There are other four cities where the “Global Safe Cities Free of Violence Against Women and Girls” will be launched. These cities are Quito in Ecuador, Cairo in Egypt, Port Moresby in Papua New Guinea and Kigali in Rwanda. Each city, in keeping with this program, will have different strategies to prevent violence against women and girls.

Ines Alberdi, executive director of Unifem said, “Everyday women and adolescent girls face sexual harassment and violence as they go about their daily routines - whether on the streets, in buses and trains, or in their own neighborhoods.”

Alberdi went on to say that public violence against women and girls limits their rights and freedom to education, work, and participation in public life. She said that …”violence in public spaces remains a neglected issue.” Alberdi said that local authorities are supporting this program which will be heavily focused in slum areas as well as poor urban areas.

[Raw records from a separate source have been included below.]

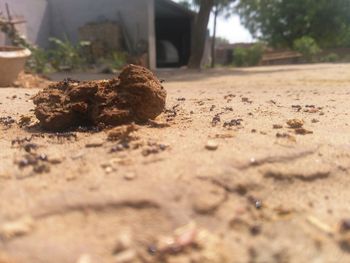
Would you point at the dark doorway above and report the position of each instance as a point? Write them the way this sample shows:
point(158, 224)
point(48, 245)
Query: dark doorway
point(173, 34)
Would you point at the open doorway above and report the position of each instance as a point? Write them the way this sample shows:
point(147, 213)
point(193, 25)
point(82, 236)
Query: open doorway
point(173, 25)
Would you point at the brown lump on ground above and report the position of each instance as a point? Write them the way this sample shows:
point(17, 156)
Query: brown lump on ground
point(136, 95)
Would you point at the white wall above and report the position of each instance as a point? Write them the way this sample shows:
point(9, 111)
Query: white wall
point(69, 15)
point(36, 13)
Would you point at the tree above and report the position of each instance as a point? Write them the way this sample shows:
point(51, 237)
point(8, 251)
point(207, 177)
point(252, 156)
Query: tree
point(281, 22)
point(199, 33)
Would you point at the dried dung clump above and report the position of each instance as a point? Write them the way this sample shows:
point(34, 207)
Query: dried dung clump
point(136, 95)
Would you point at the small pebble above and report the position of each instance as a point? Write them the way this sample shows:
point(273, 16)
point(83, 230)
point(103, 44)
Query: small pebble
point(211, 145)
point(130, 176)
point(94, 143)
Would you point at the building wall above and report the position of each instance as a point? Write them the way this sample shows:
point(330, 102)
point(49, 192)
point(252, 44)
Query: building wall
point(37, 16)
point(67, 16)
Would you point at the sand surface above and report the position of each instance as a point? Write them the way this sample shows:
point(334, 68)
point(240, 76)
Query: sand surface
point(221, 161)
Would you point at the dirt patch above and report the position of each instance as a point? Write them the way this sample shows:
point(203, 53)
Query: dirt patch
point(136, 95)
point(28, 81)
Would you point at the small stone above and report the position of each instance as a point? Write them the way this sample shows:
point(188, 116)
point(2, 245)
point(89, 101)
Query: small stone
point(130, 176)
point(123, 243)
point(295, 123)
point(21, 227)
point(5, 176)
point(212, 145)
point(85, 258)
point(94, 143)
point(344, 226)
point(302, 131)
point(127, 256)
point(277, 126)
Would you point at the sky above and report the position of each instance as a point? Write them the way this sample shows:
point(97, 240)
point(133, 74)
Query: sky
point(230, 29)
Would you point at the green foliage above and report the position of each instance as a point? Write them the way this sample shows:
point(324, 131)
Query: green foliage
point(38, 61)
point(307, 46)
point(330, 58)
point(281, 22)
point(248, 57)
point(119, 60)
point(66, 56)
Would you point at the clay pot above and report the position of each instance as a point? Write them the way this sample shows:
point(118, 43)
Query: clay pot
point(12, 60)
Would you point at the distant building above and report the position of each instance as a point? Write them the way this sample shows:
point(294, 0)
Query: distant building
point(161, 27)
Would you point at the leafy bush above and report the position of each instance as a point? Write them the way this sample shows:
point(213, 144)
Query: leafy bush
point(307, 46)
point(247, 57)
point(332, 57)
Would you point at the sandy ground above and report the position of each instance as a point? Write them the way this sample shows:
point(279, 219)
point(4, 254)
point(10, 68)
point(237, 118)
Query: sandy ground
point(260, 194)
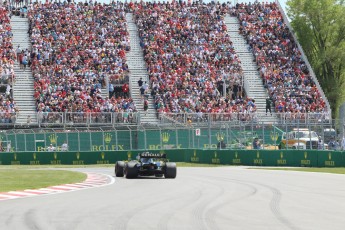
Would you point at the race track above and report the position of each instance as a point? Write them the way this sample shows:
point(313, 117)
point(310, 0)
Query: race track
point(199, 198)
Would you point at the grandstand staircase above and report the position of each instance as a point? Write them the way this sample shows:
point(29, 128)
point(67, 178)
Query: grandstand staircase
point(23, 88)
point(253, 84)
point(137, 67)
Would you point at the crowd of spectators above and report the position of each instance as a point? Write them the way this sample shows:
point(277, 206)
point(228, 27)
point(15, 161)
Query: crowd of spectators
point(76, 48)
point(7, 60)
point(283, 71)
point(189, 57)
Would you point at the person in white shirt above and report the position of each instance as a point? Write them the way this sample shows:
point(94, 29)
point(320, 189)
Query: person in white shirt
point(343, 143)
point(50, 148)
point(64, 146)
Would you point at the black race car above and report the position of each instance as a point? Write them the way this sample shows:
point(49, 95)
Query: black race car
point(147, 164)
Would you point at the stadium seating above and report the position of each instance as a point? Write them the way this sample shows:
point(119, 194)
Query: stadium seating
point(284, 73)
point(7, 59)
point(76, 48)
point(189, 57)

There is a lack of reliable data on violence against women and girls in public spaces, according to the director. This constitutes a hindrance to finding solutions to the problem.

How will the program be implemented? First of all there will be training of grassroots NGO workers, police and urban planners. The program will include special audits that identify unsafe places, mass media campaigns for no tolerance for violence against women and girls, and activities that involve local communities that will include men.

In 2010, it was reported that 82 percent of women in Delhi said that buses constituted the least safe public space for women in the city. A survey in Delhi found that women reported that side streets were unsafe, followed by markets and parks. Alcoholism among male slum dwellers was a contributing factor to this problem. According to the survey, less than 1 percent of sexual abuse victims filed charges.